Boxers and Cats Coexisting?

Boxers and Cats Coexisting?

Usually when you think of a dog and a cat an immediate sense of rivalry comes to mind. However, is it necessarily true? Do all dogs have an instant urge to chase down a cat when they see one? Generally speaking, the answer would be yes even for the sweet and loving boxer. Most dogs do enjoy to chase cats around.

When comparing boxers and cats with each other, you will immediately see a huge difference in size. Boxers are a lot larger than cats which can be intimidating for them. Wouldn’t you be afraid of someone with sharp teeth who is larger than you running towards you? So you shouldn’t be surprised if you see a cat running away from your boxer when you take him out for a walk. Chances are the cat isn’t running just from boxer dog but from you as well.

So it’s understandable why cats would run off when they see a boxer dog nearby, but why do dogs chase after them? Well simply put, it’s because the cat is running away and dogs were bred to chase things down. Dogs will chase pretty much anything that is running away from them, and boxer dogs are no different. If a boxer sees a squirrel running away from him he will try to chase it down just as he would try to get the cat.

If you own a boxer yourself then you must have already realized that while playing with your boxer, if you start running your boxer will begin to chase you without you calling for him. So it’s not that boxers dislike cats it’s just that they were originally bred as hunting dogs, just as many dog breeds out there, and are instinctively inclined to chase down other animals that are running away.

Can Boxers and Cats Ever Get Along?

If you own a boxer already and plan on getting a cute kitten then things might be a bit tough at first. Unfortunately you can’t really predict how your boxer will react to the new household pet. Your boxer and the cat might hit it off good from the start or they might not like each other at all. The way the boxer dog was raised will have a lot to do with the boxers reaction.

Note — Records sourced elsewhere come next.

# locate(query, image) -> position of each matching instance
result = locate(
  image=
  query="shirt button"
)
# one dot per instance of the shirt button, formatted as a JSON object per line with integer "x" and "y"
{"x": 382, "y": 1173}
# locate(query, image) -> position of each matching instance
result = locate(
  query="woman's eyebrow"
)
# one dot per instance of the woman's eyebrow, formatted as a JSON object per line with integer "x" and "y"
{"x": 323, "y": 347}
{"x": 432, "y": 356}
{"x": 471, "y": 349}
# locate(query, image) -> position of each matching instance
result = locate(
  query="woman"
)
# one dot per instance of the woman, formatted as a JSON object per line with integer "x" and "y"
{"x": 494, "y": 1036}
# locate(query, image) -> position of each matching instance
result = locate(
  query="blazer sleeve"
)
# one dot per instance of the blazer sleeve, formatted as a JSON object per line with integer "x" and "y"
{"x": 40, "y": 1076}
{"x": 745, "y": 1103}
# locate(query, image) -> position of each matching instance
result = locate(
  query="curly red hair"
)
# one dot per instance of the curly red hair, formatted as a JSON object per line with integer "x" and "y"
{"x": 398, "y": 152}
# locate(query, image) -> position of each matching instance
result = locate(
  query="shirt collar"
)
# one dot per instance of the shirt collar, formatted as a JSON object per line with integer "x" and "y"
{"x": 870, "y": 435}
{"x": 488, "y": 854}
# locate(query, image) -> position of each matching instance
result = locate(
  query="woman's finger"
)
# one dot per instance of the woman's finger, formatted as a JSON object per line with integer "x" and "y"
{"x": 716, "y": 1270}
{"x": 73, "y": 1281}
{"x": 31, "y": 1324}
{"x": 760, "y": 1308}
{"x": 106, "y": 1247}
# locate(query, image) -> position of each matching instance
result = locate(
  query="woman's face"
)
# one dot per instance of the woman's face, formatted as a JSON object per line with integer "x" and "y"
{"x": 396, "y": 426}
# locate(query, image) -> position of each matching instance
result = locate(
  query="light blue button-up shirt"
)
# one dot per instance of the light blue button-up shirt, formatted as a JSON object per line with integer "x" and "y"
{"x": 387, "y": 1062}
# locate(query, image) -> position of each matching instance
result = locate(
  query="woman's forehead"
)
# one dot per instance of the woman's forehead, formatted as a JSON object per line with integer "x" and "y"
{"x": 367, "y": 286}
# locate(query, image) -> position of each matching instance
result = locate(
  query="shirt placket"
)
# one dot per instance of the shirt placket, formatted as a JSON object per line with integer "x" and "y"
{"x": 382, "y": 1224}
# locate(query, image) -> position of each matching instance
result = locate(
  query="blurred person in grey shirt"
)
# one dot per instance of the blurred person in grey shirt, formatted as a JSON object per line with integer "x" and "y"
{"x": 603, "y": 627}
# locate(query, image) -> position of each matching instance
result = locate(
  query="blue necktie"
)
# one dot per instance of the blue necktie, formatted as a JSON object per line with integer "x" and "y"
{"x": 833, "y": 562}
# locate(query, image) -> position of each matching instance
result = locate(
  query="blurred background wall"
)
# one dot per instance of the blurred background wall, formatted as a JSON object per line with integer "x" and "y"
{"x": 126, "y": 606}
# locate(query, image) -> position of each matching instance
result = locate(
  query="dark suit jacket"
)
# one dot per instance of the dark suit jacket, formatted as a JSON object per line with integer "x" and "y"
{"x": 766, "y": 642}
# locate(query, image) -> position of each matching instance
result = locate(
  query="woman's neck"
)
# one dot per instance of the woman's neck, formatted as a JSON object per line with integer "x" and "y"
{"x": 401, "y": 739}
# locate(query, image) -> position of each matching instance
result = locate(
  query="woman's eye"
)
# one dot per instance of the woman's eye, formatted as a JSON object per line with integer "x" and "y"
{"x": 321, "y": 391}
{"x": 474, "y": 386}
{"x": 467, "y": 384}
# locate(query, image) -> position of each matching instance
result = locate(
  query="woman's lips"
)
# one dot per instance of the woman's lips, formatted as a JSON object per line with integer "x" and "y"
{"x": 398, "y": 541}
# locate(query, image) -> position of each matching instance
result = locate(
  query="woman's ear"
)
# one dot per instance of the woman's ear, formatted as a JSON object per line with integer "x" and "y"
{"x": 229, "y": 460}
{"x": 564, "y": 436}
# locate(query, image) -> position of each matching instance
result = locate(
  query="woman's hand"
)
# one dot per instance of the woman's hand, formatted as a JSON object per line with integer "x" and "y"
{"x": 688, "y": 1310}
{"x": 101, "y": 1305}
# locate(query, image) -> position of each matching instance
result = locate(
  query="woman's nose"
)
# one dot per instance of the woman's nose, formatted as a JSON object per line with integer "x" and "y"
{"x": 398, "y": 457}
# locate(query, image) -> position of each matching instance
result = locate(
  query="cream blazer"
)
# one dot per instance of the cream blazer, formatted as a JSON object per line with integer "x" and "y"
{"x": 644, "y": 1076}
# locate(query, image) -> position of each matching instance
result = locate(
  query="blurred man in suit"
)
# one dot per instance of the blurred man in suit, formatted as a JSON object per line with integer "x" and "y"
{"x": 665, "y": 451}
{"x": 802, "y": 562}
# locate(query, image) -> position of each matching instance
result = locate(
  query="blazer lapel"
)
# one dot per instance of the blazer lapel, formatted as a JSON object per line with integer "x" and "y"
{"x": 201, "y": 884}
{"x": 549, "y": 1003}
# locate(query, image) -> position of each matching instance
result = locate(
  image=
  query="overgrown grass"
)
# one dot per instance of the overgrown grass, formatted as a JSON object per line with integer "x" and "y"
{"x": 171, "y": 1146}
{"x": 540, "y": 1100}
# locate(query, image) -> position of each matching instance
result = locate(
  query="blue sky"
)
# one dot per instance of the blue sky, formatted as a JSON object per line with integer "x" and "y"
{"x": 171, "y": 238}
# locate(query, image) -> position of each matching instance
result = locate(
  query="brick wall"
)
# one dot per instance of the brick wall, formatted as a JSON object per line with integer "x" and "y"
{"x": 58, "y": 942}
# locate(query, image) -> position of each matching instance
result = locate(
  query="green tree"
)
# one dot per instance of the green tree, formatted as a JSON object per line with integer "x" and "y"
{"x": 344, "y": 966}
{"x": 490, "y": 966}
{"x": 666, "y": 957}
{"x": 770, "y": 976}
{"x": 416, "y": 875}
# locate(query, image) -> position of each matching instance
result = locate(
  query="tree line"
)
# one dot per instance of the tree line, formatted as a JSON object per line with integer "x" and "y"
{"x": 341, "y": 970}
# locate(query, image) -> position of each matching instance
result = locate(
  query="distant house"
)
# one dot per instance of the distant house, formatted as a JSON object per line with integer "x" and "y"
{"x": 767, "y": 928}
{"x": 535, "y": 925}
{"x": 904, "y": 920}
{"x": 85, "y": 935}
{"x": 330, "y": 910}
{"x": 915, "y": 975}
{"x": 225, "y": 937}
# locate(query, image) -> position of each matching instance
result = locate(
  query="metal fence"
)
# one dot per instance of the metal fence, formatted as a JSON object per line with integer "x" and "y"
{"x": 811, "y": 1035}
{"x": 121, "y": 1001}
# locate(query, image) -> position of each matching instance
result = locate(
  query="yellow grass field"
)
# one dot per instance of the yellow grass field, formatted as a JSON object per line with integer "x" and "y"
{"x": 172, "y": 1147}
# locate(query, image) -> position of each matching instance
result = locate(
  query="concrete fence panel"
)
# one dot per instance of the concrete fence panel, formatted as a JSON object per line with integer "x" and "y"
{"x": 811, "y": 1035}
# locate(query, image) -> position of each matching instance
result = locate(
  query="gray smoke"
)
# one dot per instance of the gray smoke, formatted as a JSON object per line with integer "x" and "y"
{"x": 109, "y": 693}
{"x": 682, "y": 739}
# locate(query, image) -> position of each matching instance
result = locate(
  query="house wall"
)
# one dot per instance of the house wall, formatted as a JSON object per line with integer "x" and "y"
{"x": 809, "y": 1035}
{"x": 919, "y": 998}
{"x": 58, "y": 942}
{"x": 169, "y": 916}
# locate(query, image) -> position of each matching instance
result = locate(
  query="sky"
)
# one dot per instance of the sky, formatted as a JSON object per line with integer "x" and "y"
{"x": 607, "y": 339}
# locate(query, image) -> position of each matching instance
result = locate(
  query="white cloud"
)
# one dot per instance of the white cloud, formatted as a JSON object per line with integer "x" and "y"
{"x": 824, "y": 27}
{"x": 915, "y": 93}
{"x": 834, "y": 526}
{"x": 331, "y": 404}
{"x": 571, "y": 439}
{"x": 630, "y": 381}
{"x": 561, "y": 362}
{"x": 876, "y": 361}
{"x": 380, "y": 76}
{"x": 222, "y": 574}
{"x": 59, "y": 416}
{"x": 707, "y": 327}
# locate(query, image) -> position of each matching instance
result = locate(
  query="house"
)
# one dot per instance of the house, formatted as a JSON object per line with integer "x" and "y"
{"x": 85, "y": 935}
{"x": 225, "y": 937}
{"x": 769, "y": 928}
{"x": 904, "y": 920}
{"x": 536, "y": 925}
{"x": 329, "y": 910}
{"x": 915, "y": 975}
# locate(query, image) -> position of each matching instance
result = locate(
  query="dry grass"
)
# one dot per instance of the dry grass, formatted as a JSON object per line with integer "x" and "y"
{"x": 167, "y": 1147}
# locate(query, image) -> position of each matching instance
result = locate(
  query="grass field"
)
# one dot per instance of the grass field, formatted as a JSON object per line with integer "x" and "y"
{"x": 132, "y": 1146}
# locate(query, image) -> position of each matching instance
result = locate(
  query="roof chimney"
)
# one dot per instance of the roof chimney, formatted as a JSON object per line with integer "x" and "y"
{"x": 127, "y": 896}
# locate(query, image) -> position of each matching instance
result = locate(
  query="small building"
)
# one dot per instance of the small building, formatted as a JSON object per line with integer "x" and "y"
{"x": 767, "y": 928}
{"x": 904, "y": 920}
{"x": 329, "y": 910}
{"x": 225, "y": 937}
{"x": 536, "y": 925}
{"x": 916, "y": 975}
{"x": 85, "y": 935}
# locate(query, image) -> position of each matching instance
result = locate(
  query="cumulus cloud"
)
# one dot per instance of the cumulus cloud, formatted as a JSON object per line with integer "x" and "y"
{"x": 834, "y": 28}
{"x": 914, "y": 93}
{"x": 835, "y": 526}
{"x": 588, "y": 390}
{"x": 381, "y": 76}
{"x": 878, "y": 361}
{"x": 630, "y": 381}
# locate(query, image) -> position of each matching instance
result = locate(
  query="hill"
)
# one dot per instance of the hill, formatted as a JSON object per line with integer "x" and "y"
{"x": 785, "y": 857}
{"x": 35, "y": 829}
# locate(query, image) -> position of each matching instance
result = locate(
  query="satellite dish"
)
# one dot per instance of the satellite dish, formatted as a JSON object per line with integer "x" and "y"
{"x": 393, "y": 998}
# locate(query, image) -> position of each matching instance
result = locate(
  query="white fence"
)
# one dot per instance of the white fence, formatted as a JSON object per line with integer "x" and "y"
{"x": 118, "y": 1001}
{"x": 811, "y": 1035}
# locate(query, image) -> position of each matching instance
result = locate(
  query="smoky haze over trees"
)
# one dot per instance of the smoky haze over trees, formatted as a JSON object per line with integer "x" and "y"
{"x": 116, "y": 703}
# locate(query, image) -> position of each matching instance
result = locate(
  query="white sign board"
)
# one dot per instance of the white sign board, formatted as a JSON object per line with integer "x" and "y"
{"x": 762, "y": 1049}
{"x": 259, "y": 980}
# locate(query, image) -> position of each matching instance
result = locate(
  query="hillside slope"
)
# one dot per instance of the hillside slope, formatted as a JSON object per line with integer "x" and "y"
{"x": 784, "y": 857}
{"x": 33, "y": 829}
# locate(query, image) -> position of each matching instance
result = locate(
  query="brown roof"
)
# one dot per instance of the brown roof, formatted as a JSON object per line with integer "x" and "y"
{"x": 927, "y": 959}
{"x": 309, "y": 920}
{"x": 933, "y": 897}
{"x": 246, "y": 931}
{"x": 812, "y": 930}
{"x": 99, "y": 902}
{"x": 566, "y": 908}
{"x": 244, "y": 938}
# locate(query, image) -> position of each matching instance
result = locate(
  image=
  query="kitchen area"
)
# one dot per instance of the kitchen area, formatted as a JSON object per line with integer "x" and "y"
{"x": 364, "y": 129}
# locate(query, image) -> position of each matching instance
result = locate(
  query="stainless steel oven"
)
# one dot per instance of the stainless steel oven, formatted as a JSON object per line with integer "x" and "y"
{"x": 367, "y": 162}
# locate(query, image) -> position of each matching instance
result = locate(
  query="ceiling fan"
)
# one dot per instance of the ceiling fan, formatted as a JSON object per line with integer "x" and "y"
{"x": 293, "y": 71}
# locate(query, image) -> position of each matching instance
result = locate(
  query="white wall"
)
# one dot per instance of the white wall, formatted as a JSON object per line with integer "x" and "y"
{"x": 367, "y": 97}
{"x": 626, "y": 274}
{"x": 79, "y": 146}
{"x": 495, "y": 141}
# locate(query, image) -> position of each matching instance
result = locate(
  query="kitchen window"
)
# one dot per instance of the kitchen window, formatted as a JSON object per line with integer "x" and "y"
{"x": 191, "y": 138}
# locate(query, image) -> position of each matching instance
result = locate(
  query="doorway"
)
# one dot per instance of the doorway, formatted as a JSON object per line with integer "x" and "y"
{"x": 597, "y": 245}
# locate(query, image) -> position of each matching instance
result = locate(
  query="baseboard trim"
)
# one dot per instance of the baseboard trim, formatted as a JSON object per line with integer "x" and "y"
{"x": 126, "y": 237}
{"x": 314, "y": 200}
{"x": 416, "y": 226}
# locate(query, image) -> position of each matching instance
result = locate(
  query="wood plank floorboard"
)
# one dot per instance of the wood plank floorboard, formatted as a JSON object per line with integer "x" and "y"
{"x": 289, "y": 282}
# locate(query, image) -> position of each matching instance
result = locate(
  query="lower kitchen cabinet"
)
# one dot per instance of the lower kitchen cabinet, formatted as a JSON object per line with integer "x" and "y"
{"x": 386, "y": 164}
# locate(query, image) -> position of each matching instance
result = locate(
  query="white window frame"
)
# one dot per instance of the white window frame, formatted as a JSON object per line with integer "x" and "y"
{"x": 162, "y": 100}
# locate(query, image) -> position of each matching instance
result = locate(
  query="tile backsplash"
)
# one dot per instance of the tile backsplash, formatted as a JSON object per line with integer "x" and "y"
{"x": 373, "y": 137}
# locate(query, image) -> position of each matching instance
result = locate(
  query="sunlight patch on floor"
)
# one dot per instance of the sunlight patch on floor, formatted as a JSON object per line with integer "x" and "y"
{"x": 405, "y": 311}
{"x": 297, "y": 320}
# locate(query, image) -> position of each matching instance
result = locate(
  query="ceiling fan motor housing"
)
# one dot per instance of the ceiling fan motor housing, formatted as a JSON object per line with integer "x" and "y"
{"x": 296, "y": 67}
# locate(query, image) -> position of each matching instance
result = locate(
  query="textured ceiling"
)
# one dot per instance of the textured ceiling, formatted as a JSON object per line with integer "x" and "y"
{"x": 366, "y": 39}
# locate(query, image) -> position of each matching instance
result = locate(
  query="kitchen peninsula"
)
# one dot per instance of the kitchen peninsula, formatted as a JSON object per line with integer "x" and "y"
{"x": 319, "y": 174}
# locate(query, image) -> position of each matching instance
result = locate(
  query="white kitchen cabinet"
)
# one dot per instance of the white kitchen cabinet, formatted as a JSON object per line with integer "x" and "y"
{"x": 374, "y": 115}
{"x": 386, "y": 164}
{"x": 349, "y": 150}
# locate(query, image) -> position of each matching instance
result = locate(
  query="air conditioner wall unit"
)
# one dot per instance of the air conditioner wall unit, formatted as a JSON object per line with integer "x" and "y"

If your boxer dog is still a puppy and the cat is still a kitten then chances of them becoming playmates are really high even without your help. The boxer will just accept the kitten as part of the pack and will get along with the kitten just fine. If your boxer is a puppy and your cat is a full grown adult cat then you might be a little carefully because the cat may get a bit defensive when the boxer puppy runs at him with full speed trying to play.

If your boxer is a full grown adult and you’re not sure how it will react to a new addition to the family then you must slowly introduce them to each other. Have a friend or a family member hold your boxer dog in place while you bring the cat into the room and watch their reactions.

Even if you know for a fact that your boxer dog will not attack the cat it’s still advised that you keep him on a leash because chances are your boxer will dash towards the cat scaring him. A cat that feels threatened will get his trusty claws out and defend itself so be careful.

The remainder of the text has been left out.